Jheronimus Bosch Art Center

The "Triptych of the Insults" attributed to El Bosco. A technical study

Ineba 2003
Ineba, Pilar
Genre: Nonfiction, art history
Uitgave datum: 2003
Bron: Hélène Verougstraete and Roger Van Schoute (eds.), "Le dessin sous-jacent et la technologie dans la peinture. Colloque XIV, 13-15 septembre 2001, Bruges-Rotterdam. Jérôme Bosch et son entourage et autres études", Uitgeverij Peeters, Louvain-Paris-Dudley (Ma.), 2003, pp. 58-63

Ineba 2003

 

“The Triptych of the Insults attributed to El Bosco. A technical study” (Pilar Ineba) 2003

[in: Hélène Verougstraete and Roger van Schoute (eds.), Le dessin sous-jacent et la technologie dans la peinture. Colloque XIV, 13-15 septembre 2001, Bruges-Rotterdam. Jérôme Bosch et son entourage et autres études. Uitgeverij Peeters, Louvain-Paris-Dudley (Ma.), 2003, pp. 58-63]

 

Pilar Ineba (a Spanish art historian specialized in conservation and restoration) focuses on some technical aspects of the Crowning with Thorns triptych (which she calls Triptych of the Insults), conserved in the Museo de Bellas Artes de Valencia San Pio V. This triptych was brought to Valencia by Mencia de Mendoza (the third wife of Henry III of Nassau) in the sixteenth century. In 1554 Mencia was buried in the Monastery of Santo Domingo in Valencia and the triptych was moved to one of the chapels of this monastery. In the nineteenth century the triptych was transferred to what is now the Museo de Bellas Artes de Valencia. In Spain there are two other paintings with the same composition as can be seen in the central panel (El Escorial / Museo Làzaro Galdiano, Madrid). Technical research (XR and IRR) revealed the following differences between the central panel and the wings…

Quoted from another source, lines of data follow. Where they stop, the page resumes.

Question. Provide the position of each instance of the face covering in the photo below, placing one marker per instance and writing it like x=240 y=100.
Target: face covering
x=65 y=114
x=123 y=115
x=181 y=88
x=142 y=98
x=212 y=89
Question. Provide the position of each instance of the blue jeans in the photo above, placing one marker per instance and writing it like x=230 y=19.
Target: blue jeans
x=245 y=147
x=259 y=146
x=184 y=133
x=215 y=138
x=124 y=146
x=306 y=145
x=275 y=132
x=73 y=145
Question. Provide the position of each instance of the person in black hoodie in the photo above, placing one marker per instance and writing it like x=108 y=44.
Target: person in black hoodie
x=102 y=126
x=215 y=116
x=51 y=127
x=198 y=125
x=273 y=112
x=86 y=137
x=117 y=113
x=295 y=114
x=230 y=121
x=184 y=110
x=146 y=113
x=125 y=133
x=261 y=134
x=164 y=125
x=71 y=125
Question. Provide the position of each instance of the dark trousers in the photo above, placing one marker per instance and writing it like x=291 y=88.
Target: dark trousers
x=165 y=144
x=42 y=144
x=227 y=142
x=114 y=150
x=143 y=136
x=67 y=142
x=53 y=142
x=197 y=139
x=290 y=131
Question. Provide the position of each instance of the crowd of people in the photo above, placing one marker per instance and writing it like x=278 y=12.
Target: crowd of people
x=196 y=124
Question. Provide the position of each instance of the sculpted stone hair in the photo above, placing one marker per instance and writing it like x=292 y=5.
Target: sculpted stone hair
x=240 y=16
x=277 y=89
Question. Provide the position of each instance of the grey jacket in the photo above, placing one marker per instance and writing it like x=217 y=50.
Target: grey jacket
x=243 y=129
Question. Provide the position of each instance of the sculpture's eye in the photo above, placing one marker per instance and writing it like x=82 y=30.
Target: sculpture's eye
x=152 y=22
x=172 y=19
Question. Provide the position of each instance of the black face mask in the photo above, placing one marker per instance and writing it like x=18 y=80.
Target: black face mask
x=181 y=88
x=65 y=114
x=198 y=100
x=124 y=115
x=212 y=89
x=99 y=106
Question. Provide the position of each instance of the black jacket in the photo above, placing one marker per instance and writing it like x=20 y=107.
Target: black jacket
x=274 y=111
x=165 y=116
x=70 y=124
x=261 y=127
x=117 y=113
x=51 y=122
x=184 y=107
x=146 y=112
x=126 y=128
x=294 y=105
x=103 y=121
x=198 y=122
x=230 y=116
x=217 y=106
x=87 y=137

  • The grain of the wood (oak) runs horizontally in the central panel, vertically in the wings.
  • For the underdrawing a brush has been used in the wings and a harder material, such as charcoal, in the central panel.
  • In the central panel the underdrawing has been executed in a finer and more detailed way.
  • In the central panel the lines of the sketches have often been redone (one line on top of the other), in the wings the drawing is more direct and simpler.

This proves that more attention has been paid to the central panel than to the wings and that the artistic quality of the central panel is higher than that of the wings. Ineba seems to suggest that the triptych was executed by the Bosch pupil who is mentioned by Felipe de Guevara.

 

It should be noticed that the quality of the English in this contribution is not always good (due to a mediocre translation) and that the abstract does not always agree with the content of the actual text. The Valencia triptych is probably the work of a Bosch imitator (see Klein’s dendrochronological findings in Klein 2003: 5/6 (fig. 2).